Health — March 21, 2022 at 3:33 pm

Confusing Consumption


In a world where we have what seems like limitless data at our fingertips, sometimes the ease of access to information can cause confusion. There are so many studies, ideas, and beliefs related to food and health you might not know the difference between what’s right and what’s right now. The idea of what a healthy diet consists of will probably continue to evolve but don’t worry, we’re here to help. Below is a list of some of the foods most commonly masquerading as nutritious along with real-life balanced tips for replacement.

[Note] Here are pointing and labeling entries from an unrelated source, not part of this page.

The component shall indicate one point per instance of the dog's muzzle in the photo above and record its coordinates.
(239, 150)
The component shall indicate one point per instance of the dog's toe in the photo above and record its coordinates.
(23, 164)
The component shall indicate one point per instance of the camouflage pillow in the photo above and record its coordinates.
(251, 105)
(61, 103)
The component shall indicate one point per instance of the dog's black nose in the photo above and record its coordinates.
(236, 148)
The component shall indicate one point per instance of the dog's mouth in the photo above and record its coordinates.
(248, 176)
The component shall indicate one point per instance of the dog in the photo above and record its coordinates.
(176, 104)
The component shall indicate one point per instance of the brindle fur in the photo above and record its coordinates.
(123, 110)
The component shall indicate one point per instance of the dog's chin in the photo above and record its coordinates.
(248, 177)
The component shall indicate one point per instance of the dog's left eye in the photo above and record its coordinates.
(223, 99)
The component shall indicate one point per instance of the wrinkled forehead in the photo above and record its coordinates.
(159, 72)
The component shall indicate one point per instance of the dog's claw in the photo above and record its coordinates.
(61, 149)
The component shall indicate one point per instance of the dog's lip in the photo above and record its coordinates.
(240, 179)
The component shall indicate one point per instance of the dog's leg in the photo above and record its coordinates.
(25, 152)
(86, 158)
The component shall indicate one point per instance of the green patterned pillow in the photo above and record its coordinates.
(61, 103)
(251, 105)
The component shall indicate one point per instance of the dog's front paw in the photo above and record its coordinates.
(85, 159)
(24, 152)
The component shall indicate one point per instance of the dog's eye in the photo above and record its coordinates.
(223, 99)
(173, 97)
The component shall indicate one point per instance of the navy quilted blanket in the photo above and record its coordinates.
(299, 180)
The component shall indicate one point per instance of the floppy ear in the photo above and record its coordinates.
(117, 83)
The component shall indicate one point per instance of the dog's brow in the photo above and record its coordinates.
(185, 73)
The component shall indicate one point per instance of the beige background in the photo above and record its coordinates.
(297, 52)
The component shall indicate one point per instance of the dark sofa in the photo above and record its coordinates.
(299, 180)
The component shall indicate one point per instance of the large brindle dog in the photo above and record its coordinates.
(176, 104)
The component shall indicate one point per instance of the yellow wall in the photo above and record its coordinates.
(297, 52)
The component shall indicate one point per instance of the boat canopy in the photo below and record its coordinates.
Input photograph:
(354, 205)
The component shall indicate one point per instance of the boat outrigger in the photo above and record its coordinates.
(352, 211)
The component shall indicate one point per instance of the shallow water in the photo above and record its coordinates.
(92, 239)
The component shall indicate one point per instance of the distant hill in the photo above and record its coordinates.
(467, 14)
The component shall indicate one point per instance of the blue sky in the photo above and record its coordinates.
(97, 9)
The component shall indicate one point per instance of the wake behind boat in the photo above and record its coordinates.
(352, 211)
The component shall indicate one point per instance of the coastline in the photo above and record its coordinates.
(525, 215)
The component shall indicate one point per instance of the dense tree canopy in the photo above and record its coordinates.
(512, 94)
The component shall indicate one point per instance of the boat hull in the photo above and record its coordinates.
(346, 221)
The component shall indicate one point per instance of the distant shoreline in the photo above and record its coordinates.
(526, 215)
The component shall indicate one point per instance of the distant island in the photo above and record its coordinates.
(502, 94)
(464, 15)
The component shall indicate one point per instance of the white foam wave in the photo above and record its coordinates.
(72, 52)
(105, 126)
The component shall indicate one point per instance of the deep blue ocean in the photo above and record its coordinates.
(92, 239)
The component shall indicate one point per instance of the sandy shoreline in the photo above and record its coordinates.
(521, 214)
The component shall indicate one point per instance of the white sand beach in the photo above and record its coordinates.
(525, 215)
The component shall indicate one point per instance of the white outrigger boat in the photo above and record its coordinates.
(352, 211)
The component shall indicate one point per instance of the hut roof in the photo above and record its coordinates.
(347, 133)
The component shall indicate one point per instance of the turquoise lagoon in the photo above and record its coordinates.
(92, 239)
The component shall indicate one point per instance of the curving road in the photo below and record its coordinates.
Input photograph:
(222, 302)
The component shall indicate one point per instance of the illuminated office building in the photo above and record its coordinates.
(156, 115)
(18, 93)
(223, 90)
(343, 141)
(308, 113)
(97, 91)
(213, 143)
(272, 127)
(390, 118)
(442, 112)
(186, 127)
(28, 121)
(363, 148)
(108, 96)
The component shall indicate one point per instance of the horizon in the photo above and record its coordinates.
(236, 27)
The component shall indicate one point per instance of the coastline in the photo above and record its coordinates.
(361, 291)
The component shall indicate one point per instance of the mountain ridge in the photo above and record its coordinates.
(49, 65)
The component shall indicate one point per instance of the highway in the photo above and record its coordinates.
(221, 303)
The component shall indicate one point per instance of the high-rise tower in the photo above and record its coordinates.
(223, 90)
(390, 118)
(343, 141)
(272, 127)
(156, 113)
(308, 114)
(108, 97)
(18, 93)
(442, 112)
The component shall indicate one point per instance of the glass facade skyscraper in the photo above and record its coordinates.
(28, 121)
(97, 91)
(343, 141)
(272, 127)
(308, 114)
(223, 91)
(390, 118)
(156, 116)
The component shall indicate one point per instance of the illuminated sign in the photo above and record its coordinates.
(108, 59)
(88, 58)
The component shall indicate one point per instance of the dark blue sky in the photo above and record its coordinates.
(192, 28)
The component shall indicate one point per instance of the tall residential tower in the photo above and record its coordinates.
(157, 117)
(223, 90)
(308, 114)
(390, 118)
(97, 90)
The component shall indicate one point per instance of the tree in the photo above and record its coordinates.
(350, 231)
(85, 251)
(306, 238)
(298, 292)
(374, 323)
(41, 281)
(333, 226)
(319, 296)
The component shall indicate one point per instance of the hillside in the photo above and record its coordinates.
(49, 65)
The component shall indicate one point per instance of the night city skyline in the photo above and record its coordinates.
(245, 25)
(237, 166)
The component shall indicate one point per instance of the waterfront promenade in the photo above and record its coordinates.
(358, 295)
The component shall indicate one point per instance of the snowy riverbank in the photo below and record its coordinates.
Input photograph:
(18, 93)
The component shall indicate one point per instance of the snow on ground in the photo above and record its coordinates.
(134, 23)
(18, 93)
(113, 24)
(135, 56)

  • Granola – We get it, you think if you sprinkle some granola on plain yogurt, it’s almost the same as sunrise yoga sessions and you’re all about fitness. We love the good vibes but unfortunately not all granola is created equal. Many are loaded with sugar and calories and have a small serving size that few people stick to. Instead, look for a healthy cereal with more fiber than sugar content and try adding nuts so you don’t have to completely forego the satisfying crunch!
  • Trail Mix – Another automatic for those looking for a quick and balanced snack to take hiking or munch on after a workout. The problem is many varieties contain candy or candied fruit that don’t really have much nutritional value. Instead, make your own! Raw nuts can be packed with heart healthy fats, certain seeds like chia, pumpkin, and sunflower are great sources of protein, and dried fruit (not rolled in sugar) has fiber, minerals, and flavor.
  • Salads – You go out to eat with friends and everyone orders a salad. Sure, you don’t actually want it but everyone else got one and today you’re being healthy. After ordering, you glance longingly at the menu and lo and behold, the meal you did want actually has less calories than the salad you just ordered. What is happening?! Many salads made at restaurants are big enough for multiple people and come dripping in dressing with other additions that really take away from the whole clean eating idea; bacon bits, cheese, salted or candied nuts, or croutons. If you love salad, go for it, but maybe try to order the dressing on the side without all the extras. If you don’t actually enjoy eating salad don’t cave to the pressure, you might be better off just skipping it altogether.
  • Veggie Burgers & Chips – Veggie is in the title so obviously it sounds nutritious but that isn’t always the case. Lots of veggie burgers are made with less vegetables than you might think and instead contain oils, fats, and beans or rice which hold them together. Veggie chips, though made from carrots, zucchini, or other vegetables are still often fried and salted which doesn’t make them any healthier than a traditional potato chip. Instead, if you want a veggie burger be sure to look at the ingredients to make sure you are getting what you expect. Instead of veggie chips, try fresh vegetables and dip. Fresh veggies contain the most nutrients.
  • Gluten Free/ Fat Free/ Organic Foods – If you have celiac disease you should be eating gluten free foods, but if you don’t, it isn’t particularly healthier. Gluten free foods often contain added sugar and different kinds of starches which can add a significant number of calories. The same can be said of “fat free” foods. When you remove or lessen the fat content, a lot of the flavor goes with it. To make up for that, sugar or additional flavoring is added which can make it a worse choice. Organic food isn’t unhealthy, but at the same token, just because something says organic does not mean it is healthy either. Instead, read labels carefully. If you are seeing a high content of sugar, fat, salt, or calories then the item is probably making up for whatever it is free from. Also practice moderation, even if an item is listed as organic, be mindful of the recommended serving size.